AI Sustainability Center affiliated researcher, Stefan Larsson, recently published a chapter in “The European Union and the Technology Shift.” Read below for more about Stefan’s research and his perspective on AI ethical guidelines as a governance tool.
This book, and your chapter in particular, is particularly timely and relevant as the EU announced their proposed AI legislation. In the EU proposal, AI is defined rather broadly. Can you explain the importance of defining AI?
It’s at the core for how broad the regulation will be, what activities it includes, with all of the possible implications following from that. The proposal looks pretty ambitious in its scoping in this regard. And, to be fair, there is an inevitable conceptual challenge with real-world consequences in framing the definition, largely relating to the leap from using “artificial intelligence” as being a dynamic and flexible research discipline to using “artificial intelligence” as a regulatory concept linked to bans, requirements and fines. The change of purpose with the concept is hard. Where research can be stimulated by fuzziness, law generally seeks clarity.
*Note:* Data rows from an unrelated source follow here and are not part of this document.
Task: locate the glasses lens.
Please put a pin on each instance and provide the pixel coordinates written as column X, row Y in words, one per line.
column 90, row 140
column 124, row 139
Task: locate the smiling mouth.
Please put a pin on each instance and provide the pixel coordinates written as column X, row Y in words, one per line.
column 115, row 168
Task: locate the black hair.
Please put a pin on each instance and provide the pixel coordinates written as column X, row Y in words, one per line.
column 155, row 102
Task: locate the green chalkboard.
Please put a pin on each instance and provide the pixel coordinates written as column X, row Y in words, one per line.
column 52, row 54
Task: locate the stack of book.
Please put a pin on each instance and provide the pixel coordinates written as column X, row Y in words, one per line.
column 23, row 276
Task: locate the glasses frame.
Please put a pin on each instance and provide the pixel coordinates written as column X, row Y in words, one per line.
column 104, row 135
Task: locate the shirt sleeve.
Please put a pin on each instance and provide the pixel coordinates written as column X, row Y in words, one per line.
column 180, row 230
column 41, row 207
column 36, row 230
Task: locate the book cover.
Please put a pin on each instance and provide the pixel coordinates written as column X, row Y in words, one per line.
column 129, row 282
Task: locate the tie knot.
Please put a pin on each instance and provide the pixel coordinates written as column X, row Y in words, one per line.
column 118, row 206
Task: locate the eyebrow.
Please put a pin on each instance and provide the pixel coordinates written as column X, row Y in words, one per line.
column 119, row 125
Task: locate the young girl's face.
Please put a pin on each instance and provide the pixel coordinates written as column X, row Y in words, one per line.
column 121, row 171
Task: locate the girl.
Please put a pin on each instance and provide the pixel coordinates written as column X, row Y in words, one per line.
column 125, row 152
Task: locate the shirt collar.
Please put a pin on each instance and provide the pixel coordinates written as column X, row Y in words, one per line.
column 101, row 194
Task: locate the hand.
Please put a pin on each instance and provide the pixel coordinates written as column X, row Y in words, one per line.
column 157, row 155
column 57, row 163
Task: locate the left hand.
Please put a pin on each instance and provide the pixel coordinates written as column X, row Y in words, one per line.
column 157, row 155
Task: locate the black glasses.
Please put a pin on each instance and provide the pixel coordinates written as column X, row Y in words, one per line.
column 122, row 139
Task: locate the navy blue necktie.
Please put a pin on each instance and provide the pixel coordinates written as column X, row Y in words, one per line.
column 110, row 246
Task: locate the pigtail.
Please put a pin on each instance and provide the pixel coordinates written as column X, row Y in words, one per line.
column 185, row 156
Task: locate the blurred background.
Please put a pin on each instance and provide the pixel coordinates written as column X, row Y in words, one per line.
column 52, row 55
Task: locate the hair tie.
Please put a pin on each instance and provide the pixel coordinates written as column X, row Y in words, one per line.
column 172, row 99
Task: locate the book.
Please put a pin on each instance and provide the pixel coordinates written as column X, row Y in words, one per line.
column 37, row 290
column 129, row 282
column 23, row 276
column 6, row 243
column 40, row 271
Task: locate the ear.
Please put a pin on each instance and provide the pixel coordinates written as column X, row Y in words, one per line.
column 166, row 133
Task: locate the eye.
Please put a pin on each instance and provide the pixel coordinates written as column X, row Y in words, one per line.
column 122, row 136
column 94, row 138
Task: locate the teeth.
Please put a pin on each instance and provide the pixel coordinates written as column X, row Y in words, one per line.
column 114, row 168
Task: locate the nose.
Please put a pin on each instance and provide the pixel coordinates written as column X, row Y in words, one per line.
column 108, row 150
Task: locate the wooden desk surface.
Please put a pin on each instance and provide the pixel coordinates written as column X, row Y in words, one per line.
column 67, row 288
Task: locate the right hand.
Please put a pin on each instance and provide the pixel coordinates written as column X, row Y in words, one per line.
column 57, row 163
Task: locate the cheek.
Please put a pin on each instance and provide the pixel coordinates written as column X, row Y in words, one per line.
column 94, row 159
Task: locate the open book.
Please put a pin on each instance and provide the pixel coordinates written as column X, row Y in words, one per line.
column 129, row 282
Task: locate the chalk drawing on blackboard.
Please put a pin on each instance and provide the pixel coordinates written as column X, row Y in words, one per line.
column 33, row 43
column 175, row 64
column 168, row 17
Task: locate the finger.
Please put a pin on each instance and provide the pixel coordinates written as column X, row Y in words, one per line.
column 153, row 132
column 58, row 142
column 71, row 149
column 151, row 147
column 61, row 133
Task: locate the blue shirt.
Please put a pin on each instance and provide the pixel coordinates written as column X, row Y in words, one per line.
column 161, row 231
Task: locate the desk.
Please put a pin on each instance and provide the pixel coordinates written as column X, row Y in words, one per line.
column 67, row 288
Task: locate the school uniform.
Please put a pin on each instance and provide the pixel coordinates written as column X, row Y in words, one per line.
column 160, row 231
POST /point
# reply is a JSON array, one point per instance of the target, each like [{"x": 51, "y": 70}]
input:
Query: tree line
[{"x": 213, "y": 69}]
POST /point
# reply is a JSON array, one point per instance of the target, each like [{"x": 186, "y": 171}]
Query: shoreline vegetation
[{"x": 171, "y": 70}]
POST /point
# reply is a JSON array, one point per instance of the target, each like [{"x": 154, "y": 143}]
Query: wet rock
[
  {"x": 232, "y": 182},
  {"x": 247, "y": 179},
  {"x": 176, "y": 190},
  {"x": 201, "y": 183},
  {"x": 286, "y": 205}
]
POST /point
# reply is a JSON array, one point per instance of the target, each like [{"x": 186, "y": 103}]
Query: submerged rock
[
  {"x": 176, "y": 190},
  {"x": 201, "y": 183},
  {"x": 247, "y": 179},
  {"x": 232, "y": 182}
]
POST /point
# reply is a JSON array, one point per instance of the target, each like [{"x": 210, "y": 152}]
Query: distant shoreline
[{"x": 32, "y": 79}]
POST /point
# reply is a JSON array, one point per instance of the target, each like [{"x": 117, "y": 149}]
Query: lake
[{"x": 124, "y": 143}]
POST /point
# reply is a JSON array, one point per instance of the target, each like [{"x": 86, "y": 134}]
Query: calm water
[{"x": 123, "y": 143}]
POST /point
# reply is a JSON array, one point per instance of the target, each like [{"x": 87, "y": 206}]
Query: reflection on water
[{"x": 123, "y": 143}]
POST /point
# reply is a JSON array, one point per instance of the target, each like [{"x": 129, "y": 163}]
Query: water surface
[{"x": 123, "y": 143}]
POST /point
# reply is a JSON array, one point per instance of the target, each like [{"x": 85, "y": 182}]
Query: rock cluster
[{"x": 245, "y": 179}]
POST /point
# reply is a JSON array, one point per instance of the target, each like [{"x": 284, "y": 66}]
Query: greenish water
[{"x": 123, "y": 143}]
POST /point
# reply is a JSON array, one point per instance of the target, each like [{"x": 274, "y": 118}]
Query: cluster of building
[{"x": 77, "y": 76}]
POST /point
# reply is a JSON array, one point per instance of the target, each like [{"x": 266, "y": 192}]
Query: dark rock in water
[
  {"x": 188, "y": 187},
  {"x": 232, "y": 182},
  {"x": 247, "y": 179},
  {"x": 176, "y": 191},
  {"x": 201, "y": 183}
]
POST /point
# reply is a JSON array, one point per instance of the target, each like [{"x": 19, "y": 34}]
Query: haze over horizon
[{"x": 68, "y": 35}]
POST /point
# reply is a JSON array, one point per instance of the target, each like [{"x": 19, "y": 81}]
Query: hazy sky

You write about “society-in-the-loop.” Can you explain this concept and how industry can incorporate “society-in-the-loop”?
“Society-in-the-loop” relates to how you frame a problem and what competences one should include. Somewhat linked to the definition of AI, and who has the competence to understand its applied challenges, I use Iyad Rahwan’s playful development of the “Human-in-the-Loop” concept in order to stress the need for a multidisciplinary approach on AI. To keep society “in-the-loop”. I do it in two main ways:
Ultimately, it’s a way to stress the multidisciplinary needs of understanding how AI interacts with human structures and social norms.
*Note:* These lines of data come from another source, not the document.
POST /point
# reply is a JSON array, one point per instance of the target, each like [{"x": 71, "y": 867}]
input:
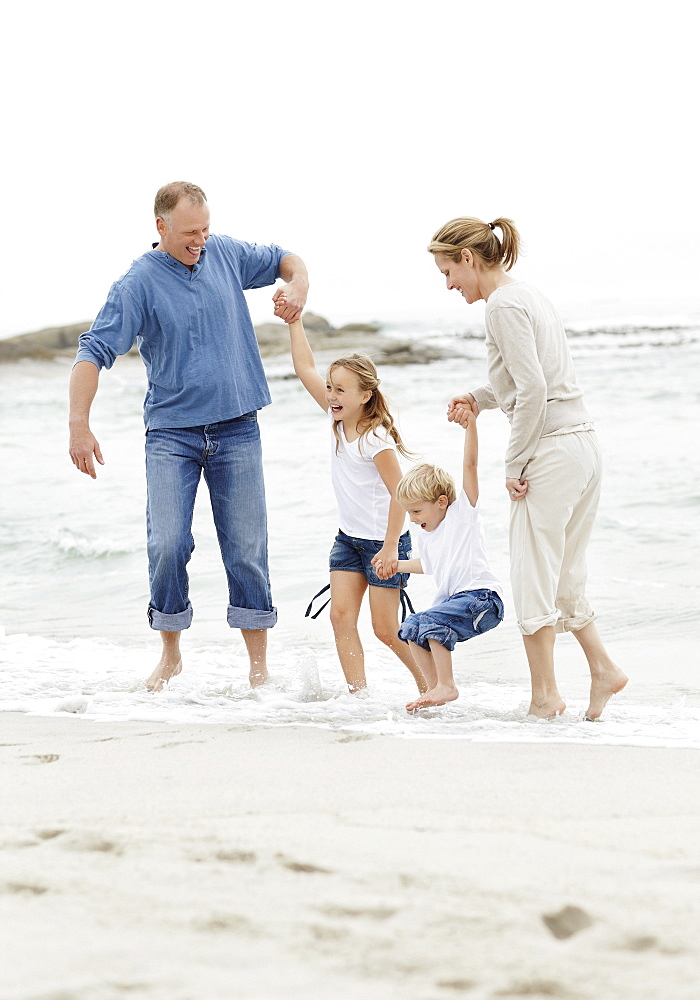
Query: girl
[
  {"x": 552, "y": 471},
  {"x": 365, "y": 472}
]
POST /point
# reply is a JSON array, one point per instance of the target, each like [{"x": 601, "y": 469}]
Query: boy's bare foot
[
  {"x": 436, "y": 696},
  {"x": 547, "y": 709},
  {"x": 164, "y": 672},
  {"x": 603, "y": 687}
]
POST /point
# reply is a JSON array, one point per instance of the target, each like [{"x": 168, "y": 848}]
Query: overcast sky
[{"x": 349, "y": 134}]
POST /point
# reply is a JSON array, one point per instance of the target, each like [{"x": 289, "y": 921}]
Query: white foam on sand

Over the last few years we have seen an increase in AI ethical guidelines. How can ethical guidelines steer the development of AI and how can it function as a key component of AI governance?
As I argue in the chapter, ethics guidelines are already steering the development in the sense that they guide strategies, legal proposals and sectoral awareness. For example, in a study we did last year on national AI strategies (see link below), it was clear that many member states’ strategic notions of AI was influenced by the EU-policy level’s focus on human-centricity and emphasis on trustworthiness, including ideas on transparency and fairness.
Given that the guidelines tend to be on a high-level, I’d encourage more sectoral and industrial initiatives on both standardisation and codes of ethics. Even if some sectors doesn’t necessarily deal with high-risk AI in the sense of the EU proposal, the consequences for a brand or possibly an entire market may be severe if they’d offer a service or product that would be perceived as discriminatory or unfair in another way.
But, of course, ethics guidelines are strong as value-based pointers, but weak on procedure as they tend to lack mechanisms on how to reinforce its own normative claims. Which, on the other hand, is one of the clearest strengths of law. So, part of the development includes calls for AI-focused regulation, which the EU proposal mentioned above is the earliest general example of. And this is very much influenced by the ethics guidelines prepared by the High-Level Expert Group on AI for the European Commission.
Ethics guidelines shows bits of where law is heading, and can guide in battling what challenges different sectors may have. So, it makes sense that some key aspects will be strengthened through law, while other aspects will depend on an awareness in industries like retail to develop code of ethics in order to jointly figure out what levels of transparency, for example, is feasible and needed.